If you are a telemark skier, you are used to the current suite of binding/boot options all based on the original 75mm telemark norm. Crispi, Garmont, and Scarpa all make a nice range of plastic telemark books. We have many great bindings now, several with excellent skiing performance and a couple that have reliable release. But telemark still lacks the combination of step-in and release with bomber durabiltiy and great ski performance.

Regardless of gear "limitations," current telemark gear does not seem to be a limiting factor -- telemark skiing has never been more popular with so many great gear options.

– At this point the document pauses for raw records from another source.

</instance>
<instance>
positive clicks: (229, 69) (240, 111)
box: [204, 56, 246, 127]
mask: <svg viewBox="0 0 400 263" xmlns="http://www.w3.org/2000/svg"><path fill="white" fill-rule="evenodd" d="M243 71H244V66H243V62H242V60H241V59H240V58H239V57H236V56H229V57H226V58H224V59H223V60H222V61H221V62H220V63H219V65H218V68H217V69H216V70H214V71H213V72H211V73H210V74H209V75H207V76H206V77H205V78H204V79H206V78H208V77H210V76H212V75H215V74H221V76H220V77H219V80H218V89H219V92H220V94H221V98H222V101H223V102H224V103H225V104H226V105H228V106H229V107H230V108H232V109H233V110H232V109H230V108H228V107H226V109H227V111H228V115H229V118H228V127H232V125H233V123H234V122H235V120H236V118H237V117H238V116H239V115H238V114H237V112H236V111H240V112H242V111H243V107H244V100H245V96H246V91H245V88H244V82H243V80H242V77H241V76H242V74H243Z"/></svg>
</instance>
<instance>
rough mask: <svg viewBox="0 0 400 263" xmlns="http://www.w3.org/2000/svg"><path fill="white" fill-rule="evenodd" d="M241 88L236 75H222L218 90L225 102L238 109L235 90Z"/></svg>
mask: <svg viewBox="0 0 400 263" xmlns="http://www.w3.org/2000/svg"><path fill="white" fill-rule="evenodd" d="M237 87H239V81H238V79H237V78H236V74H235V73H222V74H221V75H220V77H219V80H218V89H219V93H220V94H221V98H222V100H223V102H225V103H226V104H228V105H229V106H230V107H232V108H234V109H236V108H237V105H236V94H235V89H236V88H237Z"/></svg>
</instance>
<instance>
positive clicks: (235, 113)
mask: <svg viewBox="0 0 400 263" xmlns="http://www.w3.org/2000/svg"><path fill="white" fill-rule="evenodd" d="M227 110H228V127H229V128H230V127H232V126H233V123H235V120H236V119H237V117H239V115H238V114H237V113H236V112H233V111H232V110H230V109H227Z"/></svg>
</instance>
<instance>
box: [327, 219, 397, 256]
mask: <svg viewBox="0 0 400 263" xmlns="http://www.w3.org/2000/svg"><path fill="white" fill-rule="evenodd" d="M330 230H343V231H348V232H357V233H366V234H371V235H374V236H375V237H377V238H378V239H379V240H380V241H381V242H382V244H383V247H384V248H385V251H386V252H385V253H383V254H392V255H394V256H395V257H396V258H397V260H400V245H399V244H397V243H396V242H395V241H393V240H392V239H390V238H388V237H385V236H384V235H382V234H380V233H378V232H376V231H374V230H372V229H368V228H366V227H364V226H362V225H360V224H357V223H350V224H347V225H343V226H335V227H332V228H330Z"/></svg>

The next step in telemark bindings, part 1.  Rottefella has come up with a new telemark binding and boot system, NTN, that gets rid of the duckbill (the front extension of the telemark boot that had the 3 pin holes) and promises improved skiing performance and options for release. This system will hit the market soon. The downside is that you will need new boots to work with this system. Below is a picture of the NTN system from (they have it courtesy of BCA, who will distribute Rottefella bindings in the US).

NTN image from (from BCA)

The next step in telemark bindings, part 2.  Black Diamond has just announced a new telemark binding system that offers all the goodies like step-in, release, and peformance but is backward compatible with current telemark boots (the duckbill lives on). The downside is that nobody outside of Black Diamond has seen or skied this system, and it won't be available until 2008. You can read more about this system via a news item/commentary from

There is plenty of debate about these two telemark binding/boot systems, but the bottom line is that telemark skiing is poised to take a needed step forward in gear. Competition can be very good. As it is, AT (alpine touring) gear has stepped up in recent years with the excellent Dynafit bindings for backcountry use and the wide ranging resort/backcountry bindings from Fritschi and Naxo. For adventure skiing where the emphasis is on flexibility to go and ski what you want, telemark has strong competiton from AT. In fact, I think AT gear is currently the most efficient and practical option for backcountry skiing, esp. with the excellent Dynafit system.  But telemark still has that soulful turn and attractive image.  Regardless of AT, most backcountry skiers I know prefer telemark.  How this all turns out for telemark skiing will depend on the next several years, but this is certainly an interesting time for telemark skiing.  I for one hope the future is very bright for telemark skiing.